• Decision Support Systems


Decision support systems (DSSs) are more complex than most other traditional decision-aid systems. For what types of problems are they more effective, and what design characteristics make them more effective? The laboratory experiment reported here examined the effect of three design characteristics of these systems in the context of decision makers faced with ill-structured problems. The characteristics were presence or absence of decision-aid heuristics, degree of interaction between the user and the system, and whether or not the system was computerized. The dependent variables were (1) quality of user performance, (2) user productivity of ideas, (3) user confidence in the quality of his/her performance, (4) user satisfaction with the decision aid or support system, (5) changes in user attitude toward the problem addressed, and (6) changes in user attitude toward computers.

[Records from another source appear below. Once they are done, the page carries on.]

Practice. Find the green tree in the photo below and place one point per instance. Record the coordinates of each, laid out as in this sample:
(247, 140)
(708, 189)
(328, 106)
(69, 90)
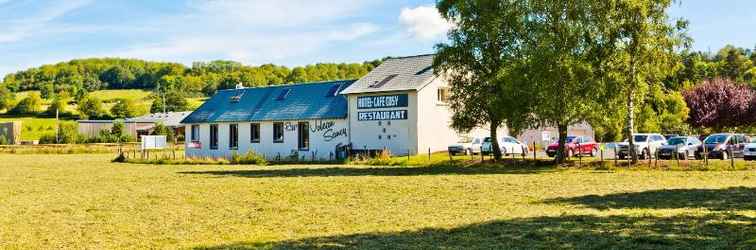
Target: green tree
(7, 98)
(32, 104)
(90, 108)
(125, 108)
(59, 104)
(485, 38)
(643, 54)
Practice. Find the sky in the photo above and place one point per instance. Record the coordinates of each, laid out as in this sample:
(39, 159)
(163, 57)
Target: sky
(285, 32)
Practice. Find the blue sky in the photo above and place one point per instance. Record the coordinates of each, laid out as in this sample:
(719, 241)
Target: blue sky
(288, 32)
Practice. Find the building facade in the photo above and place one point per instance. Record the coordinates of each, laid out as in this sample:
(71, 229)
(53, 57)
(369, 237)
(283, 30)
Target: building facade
(399, 106)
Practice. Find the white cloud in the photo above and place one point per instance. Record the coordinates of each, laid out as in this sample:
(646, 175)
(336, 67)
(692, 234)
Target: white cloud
(15, 30)
(424, 22)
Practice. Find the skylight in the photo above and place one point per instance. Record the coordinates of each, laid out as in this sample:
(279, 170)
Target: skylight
(383, 82)
(334, 90)
(284, 93)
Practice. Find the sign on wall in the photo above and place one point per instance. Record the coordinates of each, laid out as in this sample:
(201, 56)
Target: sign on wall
(153, 142)
(382, 115)
(382, 101)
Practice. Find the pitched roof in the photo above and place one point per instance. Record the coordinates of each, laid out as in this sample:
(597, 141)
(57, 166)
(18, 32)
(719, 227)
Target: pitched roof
(274, 103)
(395, 74)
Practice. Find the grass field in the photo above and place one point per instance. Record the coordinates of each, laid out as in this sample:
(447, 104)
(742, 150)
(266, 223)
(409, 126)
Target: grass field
(84, 201)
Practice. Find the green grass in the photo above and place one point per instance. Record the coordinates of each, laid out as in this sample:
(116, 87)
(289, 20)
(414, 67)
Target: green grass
(33, 127)
(84, 201)
(115, 94)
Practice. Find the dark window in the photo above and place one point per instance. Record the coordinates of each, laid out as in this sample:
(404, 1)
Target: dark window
(304, 135)
(233, 136)
(443, 95)
(278, 132)
(195, 133)
(213, 136)
(254, 132)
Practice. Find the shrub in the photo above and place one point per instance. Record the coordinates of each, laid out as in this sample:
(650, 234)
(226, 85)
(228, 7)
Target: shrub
(248, 158)
(29, 105)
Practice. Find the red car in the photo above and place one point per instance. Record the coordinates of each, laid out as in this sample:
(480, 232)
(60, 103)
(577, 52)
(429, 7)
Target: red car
(575, 145)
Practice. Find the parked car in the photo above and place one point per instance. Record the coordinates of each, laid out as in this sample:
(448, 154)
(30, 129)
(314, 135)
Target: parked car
(466, 146)
(575, 145)
(646, 145)
(683, 146)
(723, 146)
(749, 151)
(508, 144)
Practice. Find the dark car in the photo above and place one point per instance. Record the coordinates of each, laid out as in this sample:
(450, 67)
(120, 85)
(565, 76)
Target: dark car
(723, 146)
(575, 145)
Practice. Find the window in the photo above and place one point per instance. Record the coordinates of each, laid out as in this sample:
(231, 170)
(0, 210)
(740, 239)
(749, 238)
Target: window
(195, 133)
(303, 129)
(443, 95)
(213, 136)
(254, 133)
(233, 136)
(278, 132)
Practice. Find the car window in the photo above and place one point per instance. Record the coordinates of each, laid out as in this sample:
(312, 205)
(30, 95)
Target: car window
(715, 139)
(640, 138)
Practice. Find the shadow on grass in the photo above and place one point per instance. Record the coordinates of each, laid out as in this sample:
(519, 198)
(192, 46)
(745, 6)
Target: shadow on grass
(713, 231)
(375, 171)
(734, 198)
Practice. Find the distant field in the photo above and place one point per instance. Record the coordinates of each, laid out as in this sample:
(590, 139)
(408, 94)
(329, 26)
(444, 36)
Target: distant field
(85, 202)
(33, 128)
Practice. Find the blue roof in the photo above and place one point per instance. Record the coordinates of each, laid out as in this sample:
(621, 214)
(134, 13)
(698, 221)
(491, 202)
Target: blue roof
(302, 101)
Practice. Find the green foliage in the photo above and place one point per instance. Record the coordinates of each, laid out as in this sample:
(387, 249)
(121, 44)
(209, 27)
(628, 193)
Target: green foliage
(7, 98)
(32, 104)
(125, 108)
(91, 108)
(59, 104)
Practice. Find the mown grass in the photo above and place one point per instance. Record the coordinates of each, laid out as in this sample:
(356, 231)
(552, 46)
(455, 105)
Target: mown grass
(84, 201)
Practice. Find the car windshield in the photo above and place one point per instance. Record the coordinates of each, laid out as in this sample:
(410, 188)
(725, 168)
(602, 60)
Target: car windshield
(676, 141)
(640, 138)
(715, 139)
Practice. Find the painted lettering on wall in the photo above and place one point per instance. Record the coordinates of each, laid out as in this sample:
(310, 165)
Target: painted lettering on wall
(328, 129)
(382, 115)
(382, 101)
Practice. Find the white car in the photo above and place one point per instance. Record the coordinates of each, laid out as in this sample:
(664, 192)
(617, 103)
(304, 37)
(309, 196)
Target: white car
(749, 151)
(646, 145)
(508, 144)
(466, 146)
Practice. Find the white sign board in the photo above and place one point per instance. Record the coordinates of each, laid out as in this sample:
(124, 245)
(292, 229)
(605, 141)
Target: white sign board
(153, 142)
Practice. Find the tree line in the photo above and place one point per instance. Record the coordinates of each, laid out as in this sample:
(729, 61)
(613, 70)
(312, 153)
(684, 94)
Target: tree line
(624, 66)
(72, 81)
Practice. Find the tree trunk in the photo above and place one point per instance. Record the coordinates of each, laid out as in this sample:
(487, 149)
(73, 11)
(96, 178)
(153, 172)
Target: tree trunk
(495, 148)
(631, 126)
(562, 151)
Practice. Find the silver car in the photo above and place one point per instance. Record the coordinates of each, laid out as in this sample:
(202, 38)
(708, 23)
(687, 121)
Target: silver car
(684, 146)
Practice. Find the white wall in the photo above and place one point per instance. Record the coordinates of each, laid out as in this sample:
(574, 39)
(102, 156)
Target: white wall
(322, 147)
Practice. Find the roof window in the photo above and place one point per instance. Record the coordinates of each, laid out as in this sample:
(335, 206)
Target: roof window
(378, 84)
(284, 93)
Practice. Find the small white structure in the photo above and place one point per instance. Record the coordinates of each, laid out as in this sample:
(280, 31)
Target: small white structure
(399, 106)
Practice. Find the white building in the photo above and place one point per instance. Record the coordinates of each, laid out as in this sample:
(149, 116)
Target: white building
(399, 106)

Use of heuristics and increased interaction had positive effects on decision quality, user productivity, and attitude toward computers; they had negative effects on user confidence, satisfaction, and attitude toward the problem addressed. Whether or not the system was computerized did not have a significant effect on any dependent variable. The findings concerning negative effects, in particular, suggest the need for research on the design of heuristics for addressing ill-structured problems—heuristics that will deliver the positive but not the negative effects observed in this study. The findings also suggest the need for research on how to benefit from computers in the context of solving ill-structured problems.